Gray's Inn was especially conspicuous for those exercises, which Stow calls "Boltes," "Mootes," or "putting of cases," for the "Boltes" were conversational arguments addressed to or put to a student by a Bencher and two barristers in private.
Subsequently, when the student had become a sufficiently expert "Bolter," he was admitted to the "Mootes," where questions upon legal matters were debated by the students in the presence of the Benchers of the Society.
The object of these exercises was to promote the faculty of ready speaking, and, in order to secure this end, the disputants were kept in ignorance of the topic to be argued until called upon to discuss it.
The case, drawn up by the Reader, was laid upon the salt-cellar before meals; none were permitted to look into it under pain of expulsion from the Society.
These discussions were strictly legal, and the proceedings were conducted as nearly as possible in like manner to those of the Courts themselves. "About the end of the 17th century," says Lord Campbell, "Mootes fell into disuse, and they have now entirely ceased."

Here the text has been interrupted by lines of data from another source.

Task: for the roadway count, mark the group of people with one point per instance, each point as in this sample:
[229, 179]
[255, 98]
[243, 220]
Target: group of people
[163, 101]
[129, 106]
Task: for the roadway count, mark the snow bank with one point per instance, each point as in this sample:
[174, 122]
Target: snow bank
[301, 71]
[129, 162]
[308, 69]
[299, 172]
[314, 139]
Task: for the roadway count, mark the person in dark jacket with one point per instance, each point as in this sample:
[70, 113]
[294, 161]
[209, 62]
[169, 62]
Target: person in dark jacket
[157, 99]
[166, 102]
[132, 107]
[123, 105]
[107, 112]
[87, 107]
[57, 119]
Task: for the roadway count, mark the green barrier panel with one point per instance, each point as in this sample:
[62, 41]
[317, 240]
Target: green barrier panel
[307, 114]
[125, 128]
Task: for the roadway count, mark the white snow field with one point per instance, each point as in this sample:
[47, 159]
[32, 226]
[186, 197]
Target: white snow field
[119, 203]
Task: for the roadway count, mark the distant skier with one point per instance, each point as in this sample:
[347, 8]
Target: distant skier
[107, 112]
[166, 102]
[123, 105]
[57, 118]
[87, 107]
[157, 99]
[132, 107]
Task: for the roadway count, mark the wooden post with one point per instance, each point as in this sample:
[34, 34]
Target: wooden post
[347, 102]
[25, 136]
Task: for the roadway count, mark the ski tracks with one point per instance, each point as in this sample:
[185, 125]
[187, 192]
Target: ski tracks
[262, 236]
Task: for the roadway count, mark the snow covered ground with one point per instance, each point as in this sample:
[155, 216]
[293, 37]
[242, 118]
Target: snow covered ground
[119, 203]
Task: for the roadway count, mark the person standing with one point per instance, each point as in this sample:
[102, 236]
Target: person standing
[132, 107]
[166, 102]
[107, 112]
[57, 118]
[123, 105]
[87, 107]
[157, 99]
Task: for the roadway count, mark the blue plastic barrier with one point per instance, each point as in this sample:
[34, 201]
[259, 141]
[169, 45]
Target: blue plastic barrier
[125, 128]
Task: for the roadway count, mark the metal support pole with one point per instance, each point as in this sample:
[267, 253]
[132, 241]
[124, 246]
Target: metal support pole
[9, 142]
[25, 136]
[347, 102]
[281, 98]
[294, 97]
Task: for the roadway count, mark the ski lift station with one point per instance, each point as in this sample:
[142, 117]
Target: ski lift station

It is in such institutions as these Inns of Court and other similar communities, that the old feudal feeling respecting ancient servitors has been retained in much of its pristine integrity. Many of the old servants and inferior officers of Grays Inn may be said to belong to the place by right of descent. They were born within its precincts, they have been trained beneath the shadows of its old walls. In their youth they began their course of serving under the guidance of father, or grandfather, and now, in their old age, have in their turns some post of trust and responsibility confided to them.
There is something especially delightful and heart-stirring in the service of gray-headed men who have passed their lives in the same place, serving the same masters.
Shakespeare felt this, when, in describing old Adam in As You Like It, he makes the old man say:
Master, go on, and I will follow thee,
To the last gasp, with love and loyalty.